This is a very good idea:
Not because of the way @arthurfranca frames it, but because it fixes the problem of web clients being what the user wants them to be and truly representing the user and not some new malware everyday loaded from a URL controlled by someone else.
Login to reply
Replies (32)
I wrote about this problem here before: View article →
Ideally, in 44billion or a 44billion-like app (which should use blossom URLs to refer to apps instead of Nostr events -- or the Nostr events should reference blossom URLs) each app is a hash, and in theory you can give it any name, and once you have that hash and the associated files downloaded you're not prey to weird changes made by the author anymore, or the app going down, or the app starting to hijack and damage Nostr or decentralization, you can keep using the same app.
Of course you can always opt in to get the latest releases, but, more importantly, you should be able to set someone else as the "official" maintainer of a client, and your friends can notice that and do the same, so the original maintainer can be semi-automatically ignored if he decides to go rogue, and their fancy domain name won't help them keep tricking users anymore.
It's a long shot, but a necessary one.
(Of course none of what would be necessary if we all used native clients instead of "web".)
Someday nostr will replace "web"
I did not find source code for 44billion.net. Is there a spec for this "napp" packaging?

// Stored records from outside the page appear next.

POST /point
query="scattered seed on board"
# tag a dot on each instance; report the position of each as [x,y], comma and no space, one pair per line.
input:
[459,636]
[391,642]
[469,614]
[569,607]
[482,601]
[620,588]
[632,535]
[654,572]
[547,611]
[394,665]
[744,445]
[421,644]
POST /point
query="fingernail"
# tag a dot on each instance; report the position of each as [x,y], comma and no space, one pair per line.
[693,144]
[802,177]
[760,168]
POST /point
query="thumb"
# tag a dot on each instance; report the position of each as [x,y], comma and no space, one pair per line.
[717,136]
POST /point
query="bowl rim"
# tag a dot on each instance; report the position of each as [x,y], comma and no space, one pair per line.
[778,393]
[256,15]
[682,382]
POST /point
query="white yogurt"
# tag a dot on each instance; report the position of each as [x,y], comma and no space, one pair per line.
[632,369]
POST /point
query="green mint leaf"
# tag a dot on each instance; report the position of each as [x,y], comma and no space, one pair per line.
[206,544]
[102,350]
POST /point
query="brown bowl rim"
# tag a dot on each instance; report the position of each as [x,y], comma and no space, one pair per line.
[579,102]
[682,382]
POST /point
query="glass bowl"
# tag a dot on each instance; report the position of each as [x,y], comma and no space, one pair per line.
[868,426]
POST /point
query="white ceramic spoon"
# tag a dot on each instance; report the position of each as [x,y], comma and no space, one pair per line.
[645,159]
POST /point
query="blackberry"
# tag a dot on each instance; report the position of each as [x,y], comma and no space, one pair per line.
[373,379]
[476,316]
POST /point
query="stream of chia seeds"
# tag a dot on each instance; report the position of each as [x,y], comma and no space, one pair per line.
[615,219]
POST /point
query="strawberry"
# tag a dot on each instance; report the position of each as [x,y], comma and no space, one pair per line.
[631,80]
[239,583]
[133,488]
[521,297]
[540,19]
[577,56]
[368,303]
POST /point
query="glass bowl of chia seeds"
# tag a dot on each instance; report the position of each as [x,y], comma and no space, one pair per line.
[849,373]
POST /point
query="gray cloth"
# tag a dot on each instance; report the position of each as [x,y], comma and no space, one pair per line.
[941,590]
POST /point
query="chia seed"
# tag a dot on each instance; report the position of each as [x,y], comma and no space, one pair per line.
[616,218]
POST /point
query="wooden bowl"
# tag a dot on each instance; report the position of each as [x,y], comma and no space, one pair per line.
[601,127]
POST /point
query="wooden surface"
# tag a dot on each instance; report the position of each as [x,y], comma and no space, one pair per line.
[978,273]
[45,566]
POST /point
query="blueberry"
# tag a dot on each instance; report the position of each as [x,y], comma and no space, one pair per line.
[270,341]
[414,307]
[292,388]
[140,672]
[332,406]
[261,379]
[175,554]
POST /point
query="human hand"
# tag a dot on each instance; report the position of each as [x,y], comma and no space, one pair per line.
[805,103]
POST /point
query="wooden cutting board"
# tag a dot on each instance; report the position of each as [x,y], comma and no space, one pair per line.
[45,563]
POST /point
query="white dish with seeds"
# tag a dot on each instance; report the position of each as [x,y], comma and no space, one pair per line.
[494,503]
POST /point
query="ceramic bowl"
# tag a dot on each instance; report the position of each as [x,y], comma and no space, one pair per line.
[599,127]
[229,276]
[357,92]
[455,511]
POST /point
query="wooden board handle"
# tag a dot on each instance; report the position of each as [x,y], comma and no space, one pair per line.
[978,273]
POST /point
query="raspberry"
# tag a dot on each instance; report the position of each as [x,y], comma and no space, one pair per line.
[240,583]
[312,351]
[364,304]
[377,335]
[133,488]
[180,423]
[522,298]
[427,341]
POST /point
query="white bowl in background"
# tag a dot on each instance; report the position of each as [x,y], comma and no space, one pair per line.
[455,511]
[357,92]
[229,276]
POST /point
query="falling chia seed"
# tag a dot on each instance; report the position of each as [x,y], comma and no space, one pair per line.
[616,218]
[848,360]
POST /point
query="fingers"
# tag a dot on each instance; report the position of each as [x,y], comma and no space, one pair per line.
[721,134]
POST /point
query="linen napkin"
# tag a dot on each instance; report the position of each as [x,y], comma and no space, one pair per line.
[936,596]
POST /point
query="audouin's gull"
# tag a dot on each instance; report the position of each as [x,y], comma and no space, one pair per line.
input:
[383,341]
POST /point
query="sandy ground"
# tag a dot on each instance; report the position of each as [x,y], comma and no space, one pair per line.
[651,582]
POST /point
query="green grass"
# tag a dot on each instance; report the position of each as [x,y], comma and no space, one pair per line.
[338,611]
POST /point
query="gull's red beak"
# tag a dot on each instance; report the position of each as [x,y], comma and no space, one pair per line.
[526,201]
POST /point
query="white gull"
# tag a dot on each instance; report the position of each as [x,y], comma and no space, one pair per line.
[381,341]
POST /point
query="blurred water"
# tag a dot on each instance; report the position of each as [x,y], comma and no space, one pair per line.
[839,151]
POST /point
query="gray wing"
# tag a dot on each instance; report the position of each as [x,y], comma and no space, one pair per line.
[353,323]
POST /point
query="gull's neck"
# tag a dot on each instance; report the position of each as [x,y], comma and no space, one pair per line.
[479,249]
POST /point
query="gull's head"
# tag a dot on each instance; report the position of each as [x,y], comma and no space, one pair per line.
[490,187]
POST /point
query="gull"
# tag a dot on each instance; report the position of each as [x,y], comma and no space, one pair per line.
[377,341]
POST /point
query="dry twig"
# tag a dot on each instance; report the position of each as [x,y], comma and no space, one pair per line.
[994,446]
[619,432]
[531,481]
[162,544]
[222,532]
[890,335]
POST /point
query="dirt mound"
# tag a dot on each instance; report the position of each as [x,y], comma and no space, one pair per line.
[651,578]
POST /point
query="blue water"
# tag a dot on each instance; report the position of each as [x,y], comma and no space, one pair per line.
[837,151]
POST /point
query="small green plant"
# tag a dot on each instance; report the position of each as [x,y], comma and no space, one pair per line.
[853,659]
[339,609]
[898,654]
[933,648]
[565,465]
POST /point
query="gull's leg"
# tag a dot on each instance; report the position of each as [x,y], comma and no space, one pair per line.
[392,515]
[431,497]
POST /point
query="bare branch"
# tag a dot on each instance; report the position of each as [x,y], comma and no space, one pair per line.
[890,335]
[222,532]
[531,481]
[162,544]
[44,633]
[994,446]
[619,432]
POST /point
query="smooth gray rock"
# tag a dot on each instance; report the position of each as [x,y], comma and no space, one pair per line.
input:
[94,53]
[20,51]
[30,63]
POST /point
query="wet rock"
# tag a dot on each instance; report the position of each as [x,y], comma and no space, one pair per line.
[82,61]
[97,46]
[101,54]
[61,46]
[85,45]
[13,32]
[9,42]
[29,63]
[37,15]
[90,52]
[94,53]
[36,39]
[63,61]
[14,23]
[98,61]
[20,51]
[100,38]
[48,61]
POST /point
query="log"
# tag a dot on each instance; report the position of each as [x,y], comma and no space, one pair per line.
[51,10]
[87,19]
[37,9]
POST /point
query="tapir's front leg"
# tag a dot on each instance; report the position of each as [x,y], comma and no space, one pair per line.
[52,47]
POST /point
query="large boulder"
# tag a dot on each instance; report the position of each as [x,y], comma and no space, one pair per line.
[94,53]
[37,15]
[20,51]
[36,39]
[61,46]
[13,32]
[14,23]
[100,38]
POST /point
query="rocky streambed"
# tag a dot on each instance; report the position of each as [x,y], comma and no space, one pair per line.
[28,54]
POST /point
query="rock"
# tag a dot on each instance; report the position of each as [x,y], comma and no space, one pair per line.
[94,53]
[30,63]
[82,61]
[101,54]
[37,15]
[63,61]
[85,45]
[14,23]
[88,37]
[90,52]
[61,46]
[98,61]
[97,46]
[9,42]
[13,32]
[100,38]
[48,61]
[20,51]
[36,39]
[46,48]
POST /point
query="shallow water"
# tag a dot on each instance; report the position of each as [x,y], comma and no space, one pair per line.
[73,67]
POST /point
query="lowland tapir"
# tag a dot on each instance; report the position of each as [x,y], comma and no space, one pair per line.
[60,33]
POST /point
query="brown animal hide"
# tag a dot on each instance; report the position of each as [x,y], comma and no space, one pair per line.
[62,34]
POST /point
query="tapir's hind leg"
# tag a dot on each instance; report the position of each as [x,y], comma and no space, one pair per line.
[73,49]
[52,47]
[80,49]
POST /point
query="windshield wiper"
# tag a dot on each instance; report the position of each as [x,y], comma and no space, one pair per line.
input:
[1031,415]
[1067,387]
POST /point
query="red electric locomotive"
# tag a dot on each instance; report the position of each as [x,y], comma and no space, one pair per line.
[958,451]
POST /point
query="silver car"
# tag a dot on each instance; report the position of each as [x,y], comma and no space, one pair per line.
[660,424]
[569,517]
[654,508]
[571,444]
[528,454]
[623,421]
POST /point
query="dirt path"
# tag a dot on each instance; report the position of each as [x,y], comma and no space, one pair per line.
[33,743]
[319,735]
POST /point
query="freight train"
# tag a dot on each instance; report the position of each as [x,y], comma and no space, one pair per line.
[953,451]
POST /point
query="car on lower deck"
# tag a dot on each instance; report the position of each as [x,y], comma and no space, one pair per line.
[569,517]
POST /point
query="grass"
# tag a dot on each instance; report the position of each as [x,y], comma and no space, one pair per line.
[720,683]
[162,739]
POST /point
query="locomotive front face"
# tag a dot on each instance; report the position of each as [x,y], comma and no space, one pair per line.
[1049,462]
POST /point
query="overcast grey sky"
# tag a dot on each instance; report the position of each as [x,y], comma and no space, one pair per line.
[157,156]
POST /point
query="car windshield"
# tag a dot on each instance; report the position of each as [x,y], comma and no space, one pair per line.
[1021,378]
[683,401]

Parent web app could run relay conns & event storage and child apps could communicate with it over postMessage
things like @Umbrel ☂️ could be such a store as well. Off course it's not fully embedded online. But Nostr has the potential to make self hosting worth it, and fun. You could have your app depends on some other remote signer, hosted on the same server, a media proxy, and all the good stuffs to make nostr app performant.
I have to write it down. I'll release a CLI soon that handles packaging and upload, it is just missing some details already present when uploading through 44billion.net's napp store.
It uses base93 for file chunks, the most efficient space-wise JSON-safe binary-to-text encoding. The chunks also carry Merkle Mountain Range tree proofs.
I guess @Vitor Pamplona will love it cause its old NIP-95 on steroids
You should just make each Napp be an event with a list of filenames with hashes, then whoever wants to fetch that does it from the publisher's Blossom server. Once it's downloaded it's served from the local cache. There is no need or anything to gain from using this base93 madness.
lol, yes. We have base64 encrypted data everywhere on Nostr events. It's time we stop this bullshit against binary payloads. We have been doing binary on relays quite well.
it's fine for regular sized events, but it's going to take a big whack out of performance of the database finding small events when it has giant blobs randomly scattered through the kv log structures.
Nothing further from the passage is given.